As you my have heard, I was recently published in Coup d’Etat. I would promise that this is the last time I’ll mention it, but I’d be lying.
I love the poem they accepted. I wrote it during Fall 2013 and have made only a handful of changes since. It was the first time that I’d written something and, upon opening it the next day, thought, “Wow, maybe I wouldn’t hate for someone else to read this.” For a first draft, that’s pretty good.
After that initial draft and a good, constructive critique from my poetry class, I didn’t really know what to do with it. I sent it to a couple magazines and it was rejected. To be quite honest, I wasn’t disappointed. That just meant I got to tinker with it a little bit more. Just after my last rejection, I put it away.
A few months ago, I went through my “Vault.” This is where I store copies of my stories that have handwritten edits or ideas on them. When I put a story in the Vault, even though I probably have (several) electronic copies, I don’t open them. It’s sort of a symbolic step back. In reality, it’s a Doc Martens shoe box with a stack of papers in it.
Since writing this poem, I’ve had a mental road block with most of my other stories. The language patterns for this poem just came out—something I am not used to. I always work hard for my stories and poems. They rarely, if ever, come out remotely right the first time. “War” was, by far, an exception.

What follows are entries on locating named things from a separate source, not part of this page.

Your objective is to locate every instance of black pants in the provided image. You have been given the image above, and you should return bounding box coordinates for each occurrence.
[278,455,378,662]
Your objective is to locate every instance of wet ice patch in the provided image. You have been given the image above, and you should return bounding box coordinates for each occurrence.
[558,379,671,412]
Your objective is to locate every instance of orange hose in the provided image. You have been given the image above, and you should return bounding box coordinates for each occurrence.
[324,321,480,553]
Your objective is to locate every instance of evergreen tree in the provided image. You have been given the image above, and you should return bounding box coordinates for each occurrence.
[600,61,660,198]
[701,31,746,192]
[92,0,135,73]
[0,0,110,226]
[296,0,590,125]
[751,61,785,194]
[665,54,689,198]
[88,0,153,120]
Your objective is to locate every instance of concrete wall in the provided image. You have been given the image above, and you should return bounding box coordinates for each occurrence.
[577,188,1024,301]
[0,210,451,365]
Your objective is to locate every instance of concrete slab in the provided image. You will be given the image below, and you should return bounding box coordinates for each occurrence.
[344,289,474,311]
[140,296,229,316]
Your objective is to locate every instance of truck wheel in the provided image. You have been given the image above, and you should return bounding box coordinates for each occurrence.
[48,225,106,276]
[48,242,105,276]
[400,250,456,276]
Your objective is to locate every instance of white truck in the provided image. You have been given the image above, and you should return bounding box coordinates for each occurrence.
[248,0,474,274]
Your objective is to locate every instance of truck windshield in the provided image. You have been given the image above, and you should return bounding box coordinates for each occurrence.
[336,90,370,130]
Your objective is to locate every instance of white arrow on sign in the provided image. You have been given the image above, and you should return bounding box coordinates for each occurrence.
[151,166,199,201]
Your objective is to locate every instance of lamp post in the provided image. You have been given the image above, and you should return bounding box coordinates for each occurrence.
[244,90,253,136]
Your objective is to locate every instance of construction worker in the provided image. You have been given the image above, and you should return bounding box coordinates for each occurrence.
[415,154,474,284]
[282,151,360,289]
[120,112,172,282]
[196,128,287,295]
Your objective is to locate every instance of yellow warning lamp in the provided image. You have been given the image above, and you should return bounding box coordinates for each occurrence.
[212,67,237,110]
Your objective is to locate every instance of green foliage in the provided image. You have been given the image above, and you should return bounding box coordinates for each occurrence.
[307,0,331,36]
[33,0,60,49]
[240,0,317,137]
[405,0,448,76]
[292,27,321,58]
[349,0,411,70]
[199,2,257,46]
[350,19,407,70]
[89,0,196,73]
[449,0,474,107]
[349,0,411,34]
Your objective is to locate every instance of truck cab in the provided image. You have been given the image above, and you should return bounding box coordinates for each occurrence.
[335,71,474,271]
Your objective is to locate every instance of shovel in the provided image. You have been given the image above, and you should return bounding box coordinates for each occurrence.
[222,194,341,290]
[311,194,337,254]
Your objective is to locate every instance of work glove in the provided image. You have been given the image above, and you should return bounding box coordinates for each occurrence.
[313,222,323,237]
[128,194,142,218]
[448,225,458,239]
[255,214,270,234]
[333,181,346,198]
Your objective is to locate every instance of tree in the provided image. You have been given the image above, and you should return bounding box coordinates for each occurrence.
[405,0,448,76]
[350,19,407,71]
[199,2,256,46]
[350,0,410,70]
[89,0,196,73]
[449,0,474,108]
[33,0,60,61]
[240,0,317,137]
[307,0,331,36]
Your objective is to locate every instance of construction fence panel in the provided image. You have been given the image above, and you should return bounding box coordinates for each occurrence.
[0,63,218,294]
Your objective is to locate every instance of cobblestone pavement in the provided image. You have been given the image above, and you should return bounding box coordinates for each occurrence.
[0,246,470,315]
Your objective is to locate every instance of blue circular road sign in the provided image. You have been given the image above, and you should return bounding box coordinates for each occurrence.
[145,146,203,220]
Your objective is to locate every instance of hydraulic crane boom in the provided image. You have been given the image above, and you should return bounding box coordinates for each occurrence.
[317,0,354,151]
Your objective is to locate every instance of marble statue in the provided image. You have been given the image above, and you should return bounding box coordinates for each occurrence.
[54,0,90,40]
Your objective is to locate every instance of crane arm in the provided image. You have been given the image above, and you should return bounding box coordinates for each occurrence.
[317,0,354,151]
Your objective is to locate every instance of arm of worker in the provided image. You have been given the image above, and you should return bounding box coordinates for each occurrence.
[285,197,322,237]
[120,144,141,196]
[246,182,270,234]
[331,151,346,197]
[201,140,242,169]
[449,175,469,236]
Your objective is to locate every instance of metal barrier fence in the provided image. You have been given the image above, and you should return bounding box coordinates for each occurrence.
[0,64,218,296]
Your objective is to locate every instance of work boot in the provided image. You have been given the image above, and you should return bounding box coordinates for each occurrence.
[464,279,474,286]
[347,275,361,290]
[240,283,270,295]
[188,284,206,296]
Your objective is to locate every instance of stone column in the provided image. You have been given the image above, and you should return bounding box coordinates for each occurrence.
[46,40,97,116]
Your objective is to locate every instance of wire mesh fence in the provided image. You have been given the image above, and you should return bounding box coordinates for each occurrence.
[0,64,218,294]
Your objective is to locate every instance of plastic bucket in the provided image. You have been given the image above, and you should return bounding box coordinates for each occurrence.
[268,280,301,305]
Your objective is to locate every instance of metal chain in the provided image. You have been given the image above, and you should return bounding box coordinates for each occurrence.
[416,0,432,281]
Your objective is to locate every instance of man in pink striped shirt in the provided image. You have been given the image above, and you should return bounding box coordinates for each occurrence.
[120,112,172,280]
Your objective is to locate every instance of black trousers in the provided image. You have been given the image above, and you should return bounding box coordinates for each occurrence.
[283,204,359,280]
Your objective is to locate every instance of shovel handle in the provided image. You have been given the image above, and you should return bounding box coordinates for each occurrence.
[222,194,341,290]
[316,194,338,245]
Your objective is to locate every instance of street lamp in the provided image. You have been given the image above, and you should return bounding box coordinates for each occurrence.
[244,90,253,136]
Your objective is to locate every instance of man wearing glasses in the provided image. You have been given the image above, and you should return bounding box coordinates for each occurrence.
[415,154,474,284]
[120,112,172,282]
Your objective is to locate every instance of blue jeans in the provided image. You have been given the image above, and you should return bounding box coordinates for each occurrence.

Because of the ease I wrote this poem with, I started to expect that of myself. Nothing I was writing sounded like the first draft of that poem I couldn’t stop thinking about it.
That’s a lot of pressure for a writer. To want your first draft to be something you’d let someone else read is a lot to expect.
This expectation I’ve had for myself for so long was restricting. I wasn’t letting myself just get ideas on paper and finish them later. I wanted third or fourth draft quality from the first sitting. It was unrealistic.
But it’s different now. This poem I’ve loved for so long now belongs to my readers (you!) and that’s where I’ve wanted it for so long. I can now move on. I can write now and edit later; as I’ve been training to do my whole creative life.
On that note, I’m going to go revise a short story that needs a little love. Happy writing!